Thanks for your reply, Dee.
Dee James wrote:
What ground cover do you see growing in your area that you like? I love to get ideas for what is prolific because it means it will do well naturally in the area and I don't have to spend a lot of time nursing it. Do you have any you have noticed on Sunday drives? Nothing may come to mind at first, but after you ponder it I am betting it will.
I see lots of stuff I like, but unfortunately I don't know native plants by sight at all. This is part of my problem.
Dee James wrote:
I am thinking you can clean up the driveway and fix the erosion with better water bars. That was my first thought when I saw your pictures was trying to locate the water bars.
If you have the water bars tie in with the new planting of your ground cover you can also divert a lot of nutrients and water into the new planting to help with watering.
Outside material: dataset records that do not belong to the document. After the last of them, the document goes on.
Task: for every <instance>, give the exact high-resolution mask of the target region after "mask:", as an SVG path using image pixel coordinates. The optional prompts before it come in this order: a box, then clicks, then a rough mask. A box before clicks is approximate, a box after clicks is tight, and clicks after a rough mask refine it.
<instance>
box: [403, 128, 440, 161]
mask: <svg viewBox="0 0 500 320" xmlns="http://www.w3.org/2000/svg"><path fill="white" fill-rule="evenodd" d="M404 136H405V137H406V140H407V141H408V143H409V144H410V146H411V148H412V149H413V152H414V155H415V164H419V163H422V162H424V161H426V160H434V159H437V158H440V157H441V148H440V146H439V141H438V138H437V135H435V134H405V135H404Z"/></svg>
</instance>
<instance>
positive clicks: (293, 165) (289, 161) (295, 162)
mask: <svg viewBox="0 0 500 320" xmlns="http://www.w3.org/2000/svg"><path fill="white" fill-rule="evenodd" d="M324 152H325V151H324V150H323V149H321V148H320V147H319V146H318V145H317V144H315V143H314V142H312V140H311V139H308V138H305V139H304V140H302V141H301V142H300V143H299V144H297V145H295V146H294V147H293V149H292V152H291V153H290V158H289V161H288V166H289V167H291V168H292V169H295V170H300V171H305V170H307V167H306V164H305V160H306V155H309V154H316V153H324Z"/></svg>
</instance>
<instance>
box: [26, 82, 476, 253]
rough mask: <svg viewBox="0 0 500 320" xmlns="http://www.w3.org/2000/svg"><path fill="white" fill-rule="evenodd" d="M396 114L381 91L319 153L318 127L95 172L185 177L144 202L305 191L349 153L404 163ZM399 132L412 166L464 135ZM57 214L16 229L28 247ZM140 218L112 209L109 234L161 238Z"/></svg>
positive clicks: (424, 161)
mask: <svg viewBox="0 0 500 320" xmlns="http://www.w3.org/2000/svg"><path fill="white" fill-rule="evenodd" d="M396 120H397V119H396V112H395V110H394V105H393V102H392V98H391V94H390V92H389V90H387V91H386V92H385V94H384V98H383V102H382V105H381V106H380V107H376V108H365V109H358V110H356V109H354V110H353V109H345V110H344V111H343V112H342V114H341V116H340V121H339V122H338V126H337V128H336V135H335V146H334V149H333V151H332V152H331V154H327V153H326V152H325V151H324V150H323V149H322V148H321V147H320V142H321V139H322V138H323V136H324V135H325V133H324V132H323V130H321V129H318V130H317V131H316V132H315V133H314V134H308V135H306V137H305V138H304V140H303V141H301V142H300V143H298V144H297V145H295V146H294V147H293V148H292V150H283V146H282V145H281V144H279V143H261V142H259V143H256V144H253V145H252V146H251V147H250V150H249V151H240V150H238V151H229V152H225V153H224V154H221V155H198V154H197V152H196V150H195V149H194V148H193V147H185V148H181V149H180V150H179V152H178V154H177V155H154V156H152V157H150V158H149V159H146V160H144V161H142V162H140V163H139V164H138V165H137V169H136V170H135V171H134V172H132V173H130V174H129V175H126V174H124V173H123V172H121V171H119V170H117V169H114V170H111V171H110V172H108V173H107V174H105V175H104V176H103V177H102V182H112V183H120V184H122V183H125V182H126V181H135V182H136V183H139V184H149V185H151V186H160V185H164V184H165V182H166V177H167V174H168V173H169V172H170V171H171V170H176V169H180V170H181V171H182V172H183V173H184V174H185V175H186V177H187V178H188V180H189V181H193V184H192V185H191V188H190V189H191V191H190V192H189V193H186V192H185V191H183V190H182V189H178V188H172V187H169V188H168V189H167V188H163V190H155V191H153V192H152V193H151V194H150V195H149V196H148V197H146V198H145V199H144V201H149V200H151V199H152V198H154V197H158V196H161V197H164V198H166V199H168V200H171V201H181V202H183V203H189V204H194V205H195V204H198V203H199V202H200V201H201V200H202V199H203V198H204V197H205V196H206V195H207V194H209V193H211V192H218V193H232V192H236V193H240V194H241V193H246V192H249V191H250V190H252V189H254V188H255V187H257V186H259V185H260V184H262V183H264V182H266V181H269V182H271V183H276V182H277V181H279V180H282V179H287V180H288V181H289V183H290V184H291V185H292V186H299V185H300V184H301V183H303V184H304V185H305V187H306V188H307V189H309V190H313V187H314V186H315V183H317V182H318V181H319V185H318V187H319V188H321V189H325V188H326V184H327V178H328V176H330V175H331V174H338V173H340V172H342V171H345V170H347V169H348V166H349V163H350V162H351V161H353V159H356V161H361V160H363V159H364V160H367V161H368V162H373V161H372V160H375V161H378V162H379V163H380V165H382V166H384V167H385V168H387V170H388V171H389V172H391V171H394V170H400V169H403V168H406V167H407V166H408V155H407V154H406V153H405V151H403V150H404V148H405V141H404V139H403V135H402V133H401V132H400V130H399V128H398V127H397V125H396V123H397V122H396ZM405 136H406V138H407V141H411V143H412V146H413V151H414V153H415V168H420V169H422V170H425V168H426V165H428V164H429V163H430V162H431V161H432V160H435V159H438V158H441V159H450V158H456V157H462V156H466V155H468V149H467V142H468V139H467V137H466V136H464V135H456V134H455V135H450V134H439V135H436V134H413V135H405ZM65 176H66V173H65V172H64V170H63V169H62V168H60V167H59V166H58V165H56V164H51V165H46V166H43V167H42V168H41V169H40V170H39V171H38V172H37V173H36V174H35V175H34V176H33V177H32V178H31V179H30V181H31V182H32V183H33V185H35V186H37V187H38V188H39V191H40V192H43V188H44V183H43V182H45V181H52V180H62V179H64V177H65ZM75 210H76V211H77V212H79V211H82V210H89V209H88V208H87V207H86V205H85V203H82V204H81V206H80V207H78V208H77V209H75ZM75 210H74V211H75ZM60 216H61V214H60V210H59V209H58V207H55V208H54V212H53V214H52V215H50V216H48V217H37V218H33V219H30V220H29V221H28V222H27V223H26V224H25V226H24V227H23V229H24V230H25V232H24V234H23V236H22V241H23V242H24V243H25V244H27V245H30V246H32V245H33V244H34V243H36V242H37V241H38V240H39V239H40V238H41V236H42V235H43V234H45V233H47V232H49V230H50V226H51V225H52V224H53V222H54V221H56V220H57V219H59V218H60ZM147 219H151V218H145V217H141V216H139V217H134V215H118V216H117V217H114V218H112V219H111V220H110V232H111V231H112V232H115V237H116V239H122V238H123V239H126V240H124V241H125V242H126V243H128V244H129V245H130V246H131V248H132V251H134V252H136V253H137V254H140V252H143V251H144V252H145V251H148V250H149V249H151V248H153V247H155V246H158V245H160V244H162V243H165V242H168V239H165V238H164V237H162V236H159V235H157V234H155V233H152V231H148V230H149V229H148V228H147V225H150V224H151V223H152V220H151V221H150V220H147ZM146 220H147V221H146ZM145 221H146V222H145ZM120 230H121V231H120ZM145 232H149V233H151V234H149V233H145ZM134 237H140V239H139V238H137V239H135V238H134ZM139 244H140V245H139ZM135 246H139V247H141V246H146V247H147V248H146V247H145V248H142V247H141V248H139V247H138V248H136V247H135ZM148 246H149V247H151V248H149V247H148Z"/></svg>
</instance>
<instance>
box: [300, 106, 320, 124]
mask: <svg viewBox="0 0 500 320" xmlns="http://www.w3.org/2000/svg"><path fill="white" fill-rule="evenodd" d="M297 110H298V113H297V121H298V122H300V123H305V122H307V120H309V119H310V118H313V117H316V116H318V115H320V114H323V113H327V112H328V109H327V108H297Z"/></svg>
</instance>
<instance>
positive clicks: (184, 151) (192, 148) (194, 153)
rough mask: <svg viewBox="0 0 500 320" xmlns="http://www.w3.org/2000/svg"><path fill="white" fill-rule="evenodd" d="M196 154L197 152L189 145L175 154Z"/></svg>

Yes, I'm still working on the erosion issue. What the picture doesn't capture is that the driveway is in a valley, with an uphill slope on both sides. So I'm digging a trench by hand through solid rock on the left side, and will run the water over to there. I'm not sure if I'll use water bars, or just continue to try to slope the driveway towards the ditch (this is how it was originally done, before I moved in - although they didn't have a good ditch to the side) The good news is that once I get the runoff over to the ditch I don't have to worry about erosion because it truly is just solid rock. Unfortunately this makes it a lot harder to run the water bars over as irrigation. I really need to just run them into a ditch straight to the creek at the bottom, because when it pours here there is pretty much a river coming down that hill. If I try to get fancy and run the water over to some plants, I'm afraid I'll to wash out a massive area by accident.
If you know better about water bars though, I'm open to your suggestions. I'm not planning to do much with the driveway until the Spring rain season is over.